RA> Now, after reading all that I have on the amputee lists, I wonder if
I resented people who could just buy a leg or two and keep on
walking, better than ever.
Nah.... Wayne and Tuvia and Lindsay and others would probably say in
unison that "better than ever" is a prosthetic manufacturer's
advertising smoke, which of course you know perfectly well. It could
also be that you were trying to suck the sentimentality out of your
character...
You mentioned that an Alta Vista web search turned up PERSPECTIVES ON
DISABILITY searching on Harlan Hahn. "Perspectives.." is an expensive
tome featuring some excellent articles and also some less thoughtful and
progressive material in my opinion. The Hahn and Ashe articles I
mentioned earlier are both included.
To pique further your curiosity, Hahn also wrote an article entitled
"Can Disability be Beautiful?" (in "Perspectives," too). It's a
contentious and provocative piece that suggests that disability has
sometimes been historically associated with what he terms a "subversive
sensualism" reflecting a curiosity and fascination that is sometimes
infused with erotic impulses. He offers that the supposedly more
civilized tradition of charity and help has transformed disabled adults
into sexless beings. The article traces the evolution of these currents
to the present. At one point he opines that the reinterpretation of
disability from a sensually stimulating attribute to a socially and
aesthetically devalued characteristic has advanced to a point where
fairy tales such as Cinderella have been transformed from a story about
women who mutilate themselves in order to win male approval to a legend
that teaches the rewards of hard work and incomparable beauty. (You
might say "Huh?" I sure did.... still, an interesting notion). And
furthermore, he says Snow White could never have retained her purity or
reputation by living with seven adult males if they had not been
described as harmless "dwarfs". Yeoww.
Still, his stuff challenges the same wrongheaded ideas John Ollason
notes in his post provided to us by Wayne:
JO> I believe that the people making money out of disabled people are
actively antagonistic to the message that we are trying to publish.

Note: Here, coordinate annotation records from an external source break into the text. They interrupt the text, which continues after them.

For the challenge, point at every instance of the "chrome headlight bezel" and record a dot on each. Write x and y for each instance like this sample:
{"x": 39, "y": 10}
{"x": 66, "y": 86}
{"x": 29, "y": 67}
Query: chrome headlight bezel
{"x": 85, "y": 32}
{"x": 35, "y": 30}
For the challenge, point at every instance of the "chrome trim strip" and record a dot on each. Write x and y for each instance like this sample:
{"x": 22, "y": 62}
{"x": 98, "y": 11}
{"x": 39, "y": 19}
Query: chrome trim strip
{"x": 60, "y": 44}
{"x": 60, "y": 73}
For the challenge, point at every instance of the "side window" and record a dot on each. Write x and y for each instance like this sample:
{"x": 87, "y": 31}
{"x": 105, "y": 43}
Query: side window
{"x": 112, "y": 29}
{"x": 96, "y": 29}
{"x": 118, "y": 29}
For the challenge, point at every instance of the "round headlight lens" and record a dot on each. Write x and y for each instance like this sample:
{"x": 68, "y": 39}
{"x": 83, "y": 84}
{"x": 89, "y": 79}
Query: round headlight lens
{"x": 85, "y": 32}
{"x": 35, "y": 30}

If people don't feel that their impairments are disgusting, they may
not feel that they have to hide them....
Umm. And I have a politically incorrect question. I visited Russia this
past fall. I worked with a group of disabled people who were developing
disability rights legislation. About half the group were amputees. The
upper extremity amputees wore beige artificial hands. It seemed to me
they didn't provide much function. People used them as a weight to hold
a piece of paper on the table, or as a place to hang a briefcase or bag,
though a few people could eat with a fork captured between the fingers.

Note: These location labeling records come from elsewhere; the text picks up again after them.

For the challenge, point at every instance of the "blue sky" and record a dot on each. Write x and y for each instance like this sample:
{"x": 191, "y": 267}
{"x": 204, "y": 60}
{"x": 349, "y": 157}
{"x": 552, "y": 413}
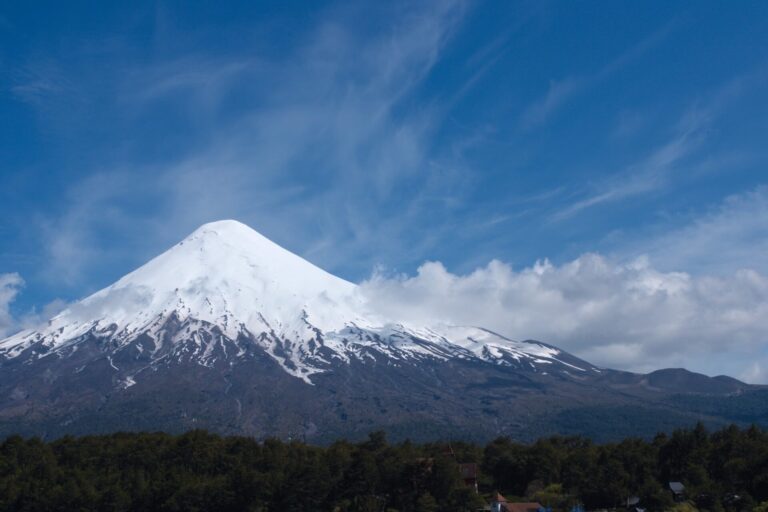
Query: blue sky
{"x": 383, "y": 135}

I assume they mostly served the purpose of helping the person 'pass' in
a society that has a long way to go to accept its disabled members as
full bore citizens.
I have always had a bad attitude about how much money companies make who
manufacture disability stuff...but John's post made me think for the
first time about the cost associated with camouflaging disability. Sorry
to have been obtuse. Wayne, we're on the same side of this one.
WR> And Mary Lou, I am certain you saw the recent linking of people who
have sex with amputees, to pedophiles, in the media?... My wife was
not amused. And if I opt to have sex with myself, what does that
make me?
Uhhh.... Gee, Wayne.... mebbe a narcissistic acrotomophile.... wheeee.
I imagine everyone's sick to death of Hahn by now, but yeah, Wayne...you
basically got the picture about his theory, though my Reader's Digest
summary certainly didn't do his arguments justice. The only small
clarification I would make is Hahn and others see charity and rehab as a
social policy response to disability. The basic (and simplified) premise
is that people w/ disabilities are broken and need to be fixed... enter
the medical model and rehab.... if fixing -- read curing -- is
impossible, i.e., I'm not going to walk, you're not going to grow a new
leg, then we enter the realm of the permanently broken, permanently ill
(can't work, be productive, contribute, participate) who must be cared
for and provided charity. If we accept that this model drove the
development of the US's largest disability programs.... SSDI, Workers
Comp, SSI, and was the only model until the mid-1970's, it follows that
society generally accepts the premise that disability equates with
incapacity. The incapacitated, the sick are also -- taking the analysis
a bit further -- asexual, non-sexual despite the fact that we (you and
I, and the rest of us here) know it ain't so.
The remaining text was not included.